Personality as a Risk Factor for Eating Disorders: How Therapy Can Help
Personality traits, such as perfectionism, impulsivity or negative affect, can contribute to the development of eating disorders. These traits may drive unhealthy behaviors like restriction, binge eating or purging. Addressing these personality patterns in therapy is key to treating eating disorders, helping individuals develop healthier coping mechanisms and improve self-image.
Risk Factors for Eating Disorders
Eating disorders are considered a perfect storm illness, where multiple components intermingle to create the perfect opportunity for an eating disorder to develop. Eating disorders develop through a combination of different factors, including:
- Personality
- Genetic predisposition
- Co-occurring psychiatric diagnoses
- Circumstances and life events
- Environment
While personality is not the sole factor in the development of an eating disorder, certain personality traits can make one more likely to develop an eating disorder while others can impact treatment outcomes.
The Link Between Eating Disorders & Specific Personality Traits
Personality is the enduring configuration of characteristics and behavior that comprises an individual’s unique adjustment to life, including major traits, interests, drives, values, self-concept, abilities and emotional patterns. Various theories explain the structure and development of personality in different ways, but all agree that personality helps determine behavior.
Individuals with eating disorders differ significantly from healthy peers, especially in traits like:
- Perfectionism
- Impulsivity
- Negative affect
- Obsessive-compulsivity
- Detachment
Perfectionism
Perfectionism is the desire to be or be perceived as perfect. Perfectionism is a common trait in patients with eating disorders, which can exacerbate disordered eating behaviors. Perfectionists often hold themselves to a high standard in terms of their diet, shape and weight and have a drive to achieve perfection in these areas.
Compensatory behaviors, like purging, can be used to cope with excessive concerns about mistakes, self-doubt and high levels of perceived criticism.
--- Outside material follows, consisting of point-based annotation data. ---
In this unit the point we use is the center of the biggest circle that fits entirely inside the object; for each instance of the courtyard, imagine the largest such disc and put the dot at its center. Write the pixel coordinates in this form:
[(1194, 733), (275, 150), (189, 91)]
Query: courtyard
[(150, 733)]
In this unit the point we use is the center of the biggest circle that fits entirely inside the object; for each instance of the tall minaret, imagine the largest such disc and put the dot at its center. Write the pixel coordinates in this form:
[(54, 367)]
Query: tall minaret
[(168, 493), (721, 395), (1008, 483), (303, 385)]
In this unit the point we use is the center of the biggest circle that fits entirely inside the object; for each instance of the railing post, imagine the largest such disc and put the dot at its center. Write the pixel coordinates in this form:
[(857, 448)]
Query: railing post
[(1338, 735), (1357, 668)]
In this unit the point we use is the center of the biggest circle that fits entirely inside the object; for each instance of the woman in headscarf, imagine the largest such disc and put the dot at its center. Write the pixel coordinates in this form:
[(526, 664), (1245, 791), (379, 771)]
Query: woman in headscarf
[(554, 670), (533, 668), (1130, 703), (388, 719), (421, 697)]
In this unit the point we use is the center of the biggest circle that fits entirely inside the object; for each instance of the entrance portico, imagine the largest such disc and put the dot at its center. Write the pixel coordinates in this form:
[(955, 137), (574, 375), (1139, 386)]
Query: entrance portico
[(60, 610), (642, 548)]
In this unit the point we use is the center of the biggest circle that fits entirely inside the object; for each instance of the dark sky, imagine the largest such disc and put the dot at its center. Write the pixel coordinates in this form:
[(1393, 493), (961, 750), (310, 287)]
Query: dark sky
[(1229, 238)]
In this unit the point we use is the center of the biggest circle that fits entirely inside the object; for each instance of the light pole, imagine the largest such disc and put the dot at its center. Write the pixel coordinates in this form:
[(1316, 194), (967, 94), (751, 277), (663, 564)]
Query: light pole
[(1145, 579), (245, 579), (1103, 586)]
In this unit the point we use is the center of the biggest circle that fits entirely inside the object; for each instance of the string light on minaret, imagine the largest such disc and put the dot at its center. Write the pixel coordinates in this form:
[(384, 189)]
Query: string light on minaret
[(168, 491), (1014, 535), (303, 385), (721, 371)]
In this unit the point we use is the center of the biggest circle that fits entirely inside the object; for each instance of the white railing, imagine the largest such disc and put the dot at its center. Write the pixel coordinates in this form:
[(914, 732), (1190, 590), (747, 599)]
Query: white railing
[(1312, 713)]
Perfectionism has also been shown to be both a risk and maintaining factor for anorexia nervosa. Many studies have demonstrated that patients with anorexia nervosa and bulimia nervosa self-report higher levels of perfectionism and score higher on perfectionism scales. Perfectionism is also elevated in eating disorders compared to other conditions.
Perfectionism in eating disorders has been found to manifest through:
- Taking longer performing tasks
- Spending more time checking work
- Producing higher quality results
- Expressing excessive concern about mistakes
- Doubting the quality of their action
- Endorsing high personal standards
Impulsivity
Impulsivity is the tendency to act without thinking, or with little to no consideration of the consequences. Impulsivity is understood to be a multifaceted construct with at least five different facets
- Negative urgency: the tendency to engage in impulsive behavior when experiencing strong negative emotions
- Positive urgency: the tendency to engage in impulsive behavior when experiencing strong positive emotions
- Lack of planning: the inability to consider the consequences of one's behavior
- Sensation seeking: the tendency to desire thrills and excitement
- Difficulty persisting on tasks: the inability to persist when a task is boring, difficult or tiring
Impulsivity in patients with eating disorders has been highly studied and is found most frequently in patients with binge eating disorder (BED), bulimia nervosa and anorexia nervosa binge eating and purging subtype (AN-BP).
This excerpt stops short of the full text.